ACHIM STEINER [Executive Director, United Nations Environment Program]
Why do we not invest an equal amount, if not more, into a shovel-ready technology, so to speak, which is nature's way of sequestering and storing carbon. It is actually by investing in our ecological infrastructure and ecosystems and expanding the ability of nature to sequester and store carbon that we have the greatest opportunity to do something. And the wonderful thing is, it's not only carbon sequestration, we're also faced with loss of ecosystems that will affect our food security, our water security, we're losing species on an unprecedented rate. So maintaining, restoring, protecting, expanding natural ecosystems has multiple benefits.
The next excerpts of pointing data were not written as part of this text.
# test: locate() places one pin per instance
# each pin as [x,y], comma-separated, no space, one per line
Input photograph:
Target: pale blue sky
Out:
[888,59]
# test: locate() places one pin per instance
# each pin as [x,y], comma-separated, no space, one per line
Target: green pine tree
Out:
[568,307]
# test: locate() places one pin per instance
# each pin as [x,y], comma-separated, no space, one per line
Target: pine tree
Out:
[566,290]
Immediate in terms of climate change, but also fundamental to the future of many of the services that we simply take for granted from nature.
JOHN LIU
My hope is that the developed countries, those most responsible for climate change, will recognize the enormous potential of restoration.
JOHN LIU
What we've seen in China, in Africa, and around the world, is that it's possible to rehabilitate large scale damaged ecosystems. If we can transfer the capital, the technology, and empower the local people to restore their own environment, it'll have enormous benefits. Restoration can sequester carbon, reduce biodiversity loss, mitigate against flooding, drought and famine. It can ensure food security for people who are now chronically hungry. Why don't we do this on a global scale?